The White House has received the U.S. Environmental Protection Agency’s (EPA) proposal for broad emissions cuts for new cars and trucks through 2032.
The proposal was sent to the White House Office of Information and Regulatory Affairs and is being reviewed after more than 250,000 public comments were filed about it. In April last year, the EPA proposed requiring a 56% reduction in projected fleet average emissions over 2026MY requirements. This initial proposal would have also required automakers to produce 60% EVs by 2030 and 67% by 2032 in order to meet the requirements.

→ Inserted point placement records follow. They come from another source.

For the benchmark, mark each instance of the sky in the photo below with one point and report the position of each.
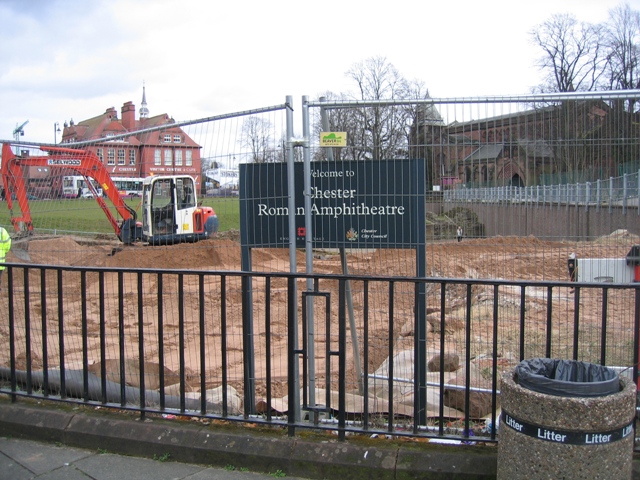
(73, 59)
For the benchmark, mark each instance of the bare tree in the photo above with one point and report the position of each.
(622, 42)
(573, 56)
(378, 131)
(257, 137)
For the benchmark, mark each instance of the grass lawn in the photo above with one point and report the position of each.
(84, 215)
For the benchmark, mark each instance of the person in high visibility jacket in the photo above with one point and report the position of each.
(5, 245)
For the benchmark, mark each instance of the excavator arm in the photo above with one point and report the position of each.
(83, 162)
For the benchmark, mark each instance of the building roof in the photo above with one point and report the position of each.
(485, 152)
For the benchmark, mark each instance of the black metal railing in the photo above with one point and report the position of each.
(353, 354)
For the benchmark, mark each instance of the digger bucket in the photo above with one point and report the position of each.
(20, 248)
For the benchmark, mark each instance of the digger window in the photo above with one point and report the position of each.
(162, 207)
(184, 191)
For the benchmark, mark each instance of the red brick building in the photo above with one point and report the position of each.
(165, 150)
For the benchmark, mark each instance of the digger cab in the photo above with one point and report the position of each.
(171, 213)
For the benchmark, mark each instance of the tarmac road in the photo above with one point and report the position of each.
(27, 459)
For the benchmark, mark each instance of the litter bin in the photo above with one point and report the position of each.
(565, 419)
(633, 259)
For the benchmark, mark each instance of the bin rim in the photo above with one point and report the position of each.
(566, 378)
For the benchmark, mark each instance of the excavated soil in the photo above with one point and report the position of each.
(90, 303)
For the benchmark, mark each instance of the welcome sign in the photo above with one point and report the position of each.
(354, 204)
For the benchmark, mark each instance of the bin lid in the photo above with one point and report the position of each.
(566, 378)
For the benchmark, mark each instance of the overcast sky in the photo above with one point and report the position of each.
(73, 59)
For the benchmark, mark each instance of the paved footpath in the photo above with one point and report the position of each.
(26, 459)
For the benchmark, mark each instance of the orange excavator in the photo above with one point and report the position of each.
(170, 211)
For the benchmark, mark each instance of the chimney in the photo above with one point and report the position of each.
(129, 116)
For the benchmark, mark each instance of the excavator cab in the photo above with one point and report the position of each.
(171, 213)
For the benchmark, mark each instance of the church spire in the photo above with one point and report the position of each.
(144, 111)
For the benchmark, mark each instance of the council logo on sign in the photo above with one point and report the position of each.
(333, 139)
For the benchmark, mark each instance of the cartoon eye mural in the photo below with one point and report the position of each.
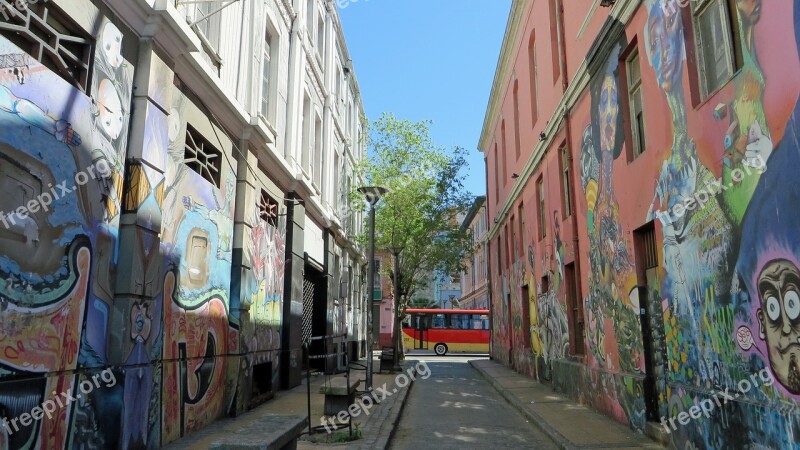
(112, 45)
(773, 309)
(791, 302)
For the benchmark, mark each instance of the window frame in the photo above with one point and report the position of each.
(634, 88)
(266, 74)
(566, 185)
(732, 47)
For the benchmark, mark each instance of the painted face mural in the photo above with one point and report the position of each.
(749, 11)
(110, 109)
(665, 45)
(112, 45)
(609, 112)
(779, 320)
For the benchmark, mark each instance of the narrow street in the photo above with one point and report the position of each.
(455, 408)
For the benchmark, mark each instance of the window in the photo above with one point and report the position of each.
(310, 19)
(719, 54)
(554, 44)
(306, 149)
(265, 75)
(507, 248)
(320, 36)
(50, 37)
(268, 209)
(566, 185)
(513, 250)
(517, 145)
(202, 157)
(317, 169)
(542, 211)
(634, 74)
(532, 74)
(521, 235)
(206, 20)
(496, 175)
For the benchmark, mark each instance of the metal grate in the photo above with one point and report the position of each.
(268, 209)
(308, 309)
(202, 157)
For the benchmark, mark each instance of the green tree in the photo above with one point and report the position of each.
(422, 303)
(419, 213)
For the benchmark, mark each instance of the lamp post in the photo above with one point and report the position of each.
(397, 332)
(372, 194)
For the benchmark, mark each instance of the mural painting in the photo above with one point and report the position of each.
(611, 308)
(61, 155)
(262, 288)
(199, 330)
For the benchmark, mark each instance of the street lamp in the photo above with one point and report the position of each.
(397, 332)
(372, 194)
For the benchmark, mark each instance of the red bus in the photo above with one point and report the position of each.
(443, 330)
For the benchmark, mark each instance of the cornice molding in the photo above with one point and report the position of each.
(504, 64)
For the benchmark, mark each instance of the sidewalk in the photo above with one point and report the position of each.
(570, 425)
(376, 428)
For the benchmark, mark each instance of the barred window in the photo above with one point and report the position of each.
(202, 157)
(268, 209)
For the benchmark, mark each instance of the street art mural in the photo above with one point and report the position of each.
(199, 329)
(262, 287)
(726, 284)
(611, 308)
(61, 170)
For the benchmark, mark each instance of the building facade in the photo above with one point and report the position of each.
(176, 225)
(475, 279)
(639, 191)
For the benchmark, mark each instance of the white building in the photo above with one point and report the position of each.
(220, 238)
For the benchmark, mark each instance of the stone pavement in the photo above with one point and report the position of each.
(376, 428)
(570, 425)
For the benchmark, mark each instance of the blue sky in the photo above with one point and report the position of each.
(429, 59)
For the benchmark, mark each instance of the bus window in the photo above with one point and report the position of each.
(459, 321)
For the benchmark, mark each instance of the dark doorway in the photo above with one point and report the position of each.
(575, 310)
(526, 317)
(650, 317)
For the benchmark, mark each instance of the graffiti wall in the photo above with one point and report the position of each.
(123, 323)
(722, 293)
(687, 261)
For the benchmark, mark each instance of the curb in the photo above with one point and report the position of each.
(385, 432)
(557, 438)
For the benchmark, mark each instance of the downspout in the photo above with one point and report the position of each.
(571, 153)
(487, 248)
(289, 138)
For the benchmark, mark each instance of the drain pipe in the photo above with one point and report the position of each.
(571, 152)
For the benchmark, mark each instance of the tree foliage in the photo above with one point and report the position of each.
(419, 213)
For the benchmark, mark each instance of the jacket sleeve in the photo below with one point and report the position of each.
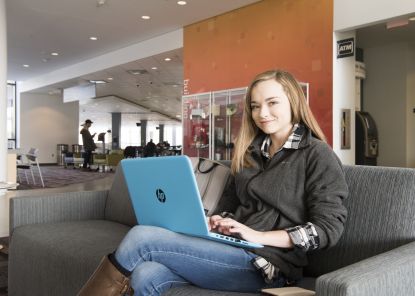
(229, 200)
(326, 188)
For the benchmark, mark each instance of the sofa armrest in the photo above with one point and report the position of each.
(390, 273)
(59, 207)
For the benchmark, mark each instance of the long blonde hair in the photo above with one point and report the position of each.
(300, 113)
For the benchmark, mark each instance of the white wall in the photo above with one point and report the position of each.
(343, 98)
(385, 98)
(351, 14)
(410, 105)
(46, 121)
(3, 93)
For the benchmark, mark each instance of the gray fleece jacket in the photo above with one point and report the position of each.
(292, 188)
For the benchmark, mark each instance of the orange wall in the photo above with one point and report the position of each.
(227, 51)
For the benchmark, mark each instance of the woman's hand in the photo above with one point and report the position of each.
(229, 226)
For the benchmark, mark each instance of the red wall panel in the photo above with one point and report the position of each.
(227, 51)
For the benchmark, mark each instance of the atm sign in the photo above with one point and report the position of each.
(345, 48)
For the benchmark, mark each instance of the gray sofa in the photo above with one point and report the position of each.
(58, 240)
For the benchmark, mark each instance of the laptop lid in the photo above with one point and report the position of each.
(164, 193)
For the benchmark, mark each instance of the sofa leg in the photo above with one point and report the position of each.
(106, 280)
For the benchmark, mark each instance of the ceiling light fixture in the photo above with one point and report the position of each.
(98, 81)
(137, 71)
(101, 3)
(396, 24)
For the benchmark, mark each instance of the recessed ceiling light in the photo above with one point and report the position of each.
(98, 81)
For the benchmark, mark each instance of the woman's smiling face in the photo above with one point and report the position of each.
(271, 109)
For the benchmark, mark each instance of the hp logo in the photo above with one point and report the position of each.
(160, 195)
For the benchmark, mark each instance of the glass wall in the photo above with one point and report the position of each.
(11, 115)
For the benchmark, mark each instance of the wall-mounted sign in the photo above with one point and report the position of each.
(345, 48)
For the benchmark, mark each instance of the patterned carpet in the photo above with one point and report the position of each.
(3, 265)
(57, 176)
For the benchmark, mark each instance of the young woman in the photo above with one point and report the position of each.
(288, 186)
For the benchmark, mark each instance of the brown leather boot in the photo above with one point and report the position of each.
(106, 280)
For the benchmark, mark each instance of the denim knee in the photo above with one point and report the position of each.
(151, 278)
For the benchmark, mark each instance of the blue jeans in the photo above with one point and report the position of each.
(160, 259)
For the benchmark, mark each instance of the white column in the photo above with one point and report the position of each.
(3, 93)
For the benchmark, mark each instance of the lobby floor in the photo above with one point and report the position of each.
(98, 184)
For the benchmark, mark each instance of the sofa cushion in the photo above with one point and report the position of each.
(69, 251)
(118, 207)
(192, 291)
(381, 206)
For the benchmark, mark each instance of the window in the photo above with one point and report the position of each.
(11, 114)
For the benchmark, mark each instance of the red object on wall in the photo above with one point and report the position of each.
(227, 51)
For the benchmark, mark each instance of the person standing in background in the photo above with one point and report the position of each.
(88, 142)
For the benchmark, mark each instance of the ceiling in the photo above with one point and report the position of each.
(377, 35)
(37, 28)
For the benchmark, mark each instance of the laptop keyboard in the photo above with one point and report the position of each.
(230, 238)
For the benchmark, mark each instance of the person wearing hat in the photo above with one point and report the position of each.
(89, 144)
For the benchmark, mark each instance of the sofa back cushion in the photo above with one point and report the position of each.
(118, 207)
(381, 211)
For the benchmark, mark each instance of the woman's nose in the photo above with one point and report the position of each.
(263, 112)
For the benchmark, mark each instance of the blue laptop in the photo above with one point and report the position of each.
(164, 193)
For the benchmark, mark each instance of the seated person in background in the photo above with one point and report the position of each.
(288, 188)
(88, 142)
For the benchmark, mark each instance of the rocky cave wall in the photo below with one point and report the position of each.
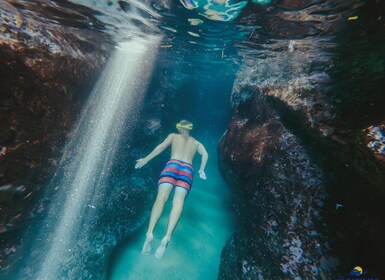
(48, 67)
(305, 160)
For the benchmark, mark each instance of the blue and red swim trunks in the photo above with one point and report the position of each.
(178, 173)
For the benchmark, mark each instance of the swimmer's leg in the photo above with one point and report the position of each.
(157, 209)
(176, 211)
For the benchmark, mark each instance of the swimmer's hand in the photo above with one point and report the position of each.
(202, 174)
(140, 163)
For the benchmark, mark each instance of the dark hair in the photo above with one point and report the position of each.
(185, 122)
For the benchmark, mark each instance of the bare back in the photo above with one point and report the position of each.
(183, 147)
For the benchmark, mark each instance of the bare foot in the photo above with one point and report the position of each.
(162, 247)
(147, 244)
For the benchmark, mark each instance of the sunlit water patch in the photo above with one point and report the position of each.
(194, 250)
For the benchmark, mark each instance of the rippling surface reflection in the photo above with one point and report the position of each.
(286, 46)
(270, 32)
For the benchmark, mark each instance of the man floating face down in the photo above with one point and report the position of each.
(177, 173)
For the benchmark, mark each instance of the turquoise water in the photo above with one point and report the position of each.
(194, 251)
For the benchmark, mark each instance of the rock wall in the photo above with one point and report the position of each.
(308, 177)
(46, 70)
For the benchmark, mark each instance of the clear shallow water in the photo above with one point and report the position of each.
(277, 41)
(194, 252)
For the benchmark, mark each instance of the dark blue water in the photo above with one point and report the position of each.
(207, 51)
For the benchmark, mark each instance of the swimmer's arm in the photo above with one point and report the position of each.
(205, 156)
(160, 148)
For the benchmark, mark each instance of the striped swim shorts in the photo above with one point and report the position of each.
(178, 173)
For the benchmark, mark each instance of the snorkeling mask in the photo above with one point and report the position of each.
(187, 126)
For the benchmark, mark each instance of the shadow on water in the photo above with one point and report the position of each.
(207, 221)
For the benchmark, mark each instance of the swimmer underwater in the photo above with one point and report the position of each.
(178, 174)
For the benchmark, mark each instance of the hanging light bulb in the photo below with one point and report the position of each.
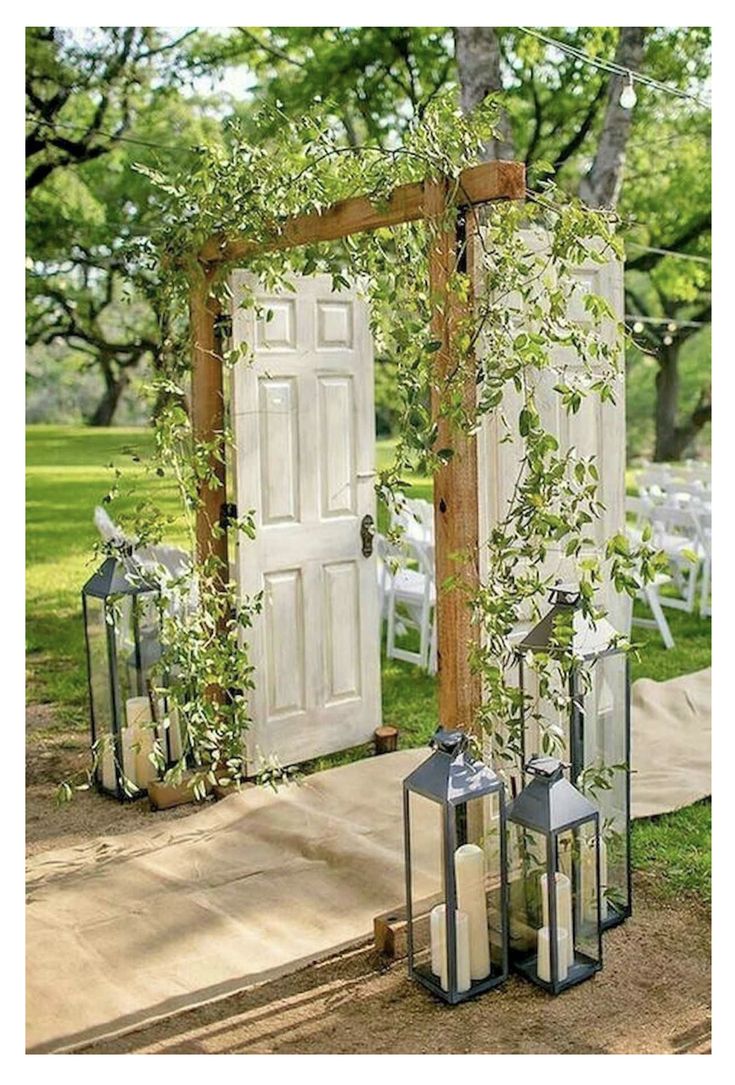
(628, 98)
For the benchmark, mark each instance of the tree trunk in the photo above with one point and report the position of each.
(667, 403)
(478, 55)
(108, 405)
(600, 188)
(673, 441)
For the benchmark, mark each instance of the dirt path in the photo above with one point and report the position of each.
(55, 752)
(651, 997)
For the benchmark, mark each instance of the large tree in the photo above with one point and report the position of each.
(99, 101)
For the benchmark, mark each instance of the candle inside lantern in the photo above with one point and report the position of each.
(439, 958)
(564, 909)
(469, 865)
(543, 961)
(105, 753)
(138, 742)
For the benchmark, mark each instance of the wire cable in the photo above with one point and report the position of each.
(606, 65)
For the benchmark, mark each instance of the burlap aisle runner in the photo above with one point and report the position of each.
(123, 930)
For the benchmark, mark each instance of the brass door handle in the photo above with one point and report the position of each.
(367, 531)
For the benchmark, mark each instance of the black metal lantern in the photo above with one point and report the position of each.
(456, 886)
(556, 936)
(122, 630)
(594, 734)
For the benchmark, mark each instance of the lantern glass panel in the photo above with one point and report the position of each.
(605, 777)
(100, 691)
(571, 858)
(456, 888)
(484, 825)
(426, 884)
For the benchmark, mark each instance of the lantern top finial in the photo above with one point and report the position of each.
(548, 802)
(552, 768)
(452, 775)
(565, 595)
(451, 742)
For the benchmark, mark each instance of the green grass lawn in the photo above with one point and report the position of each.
(68, 473)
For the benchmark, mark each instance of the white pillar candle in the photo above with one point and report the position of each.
(469, 866)
(564, 908)
(439, 959)
(590, 881)
(138, 742)
(544, 962)
(436, 927)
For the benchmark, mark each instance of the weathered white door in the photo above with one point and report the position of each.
(304, 425)
(597, 429)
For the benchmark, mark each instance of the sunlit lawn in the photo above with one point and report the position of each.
(68, 473)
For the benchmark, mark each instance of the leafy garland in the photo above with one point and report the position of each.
(250, 189)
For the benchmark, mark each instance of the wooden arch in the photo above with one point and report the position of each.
(456, 482)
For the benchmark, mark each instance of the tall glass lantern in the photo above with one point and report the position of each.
(593, 732)
(456, 886)
(122, 629)
(556, 937)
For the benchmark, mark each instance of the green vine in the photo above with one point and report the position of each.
(516, 330)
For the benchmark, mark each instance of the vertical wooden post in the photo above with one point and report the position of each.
(455, 482)
(207, 415)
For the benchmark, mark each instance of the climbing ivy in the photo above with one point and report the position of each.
(516, 329)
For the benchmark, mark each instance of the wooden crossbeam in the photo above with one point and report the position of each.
(456, 483)
(477, 184)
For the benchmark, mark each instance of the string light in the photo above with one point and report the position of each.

Last year, the Alliance for Automotive Innovation representing the likes of General Motors, VW, Toyota, Hyundai, and others called the proposal a “de facto battery electric vehicle mandate” and claimed the proposed standards would not be achievable “without substantially increasing the cost of all vehicles, reducing consumer choice and disadvantaging major portions of the U.S. population and territory.”
Reuters understands that the EPA will look to finalize its new emissions rules by March.
These new EPA rules aren’t the only thing concerning some carmakers. The Department of Transportation (DOT) and National Highway Traffic Safety Administration have proposed hiking Corporate Average Fuel Economy (CAFÉ) standards by 2032 to a fleet-wide average of 58 miles per gallon.
Read: U.S. Vehicles Set Record Fuel Economy, CO2 Hits All-Time Low In 2022
The Energy Department has separately proposed revising how electric vehicles are treated for compliance purposes in a move that some say could devalue EV fuel economy by as much as 72%.
While recently speaking on the complicated issue, Deputy Transportation Secretary Polly Trottenburg said the EPA, DOT, and Energy Department are ”certainly trying to talk to each other and figure out a way to do this.”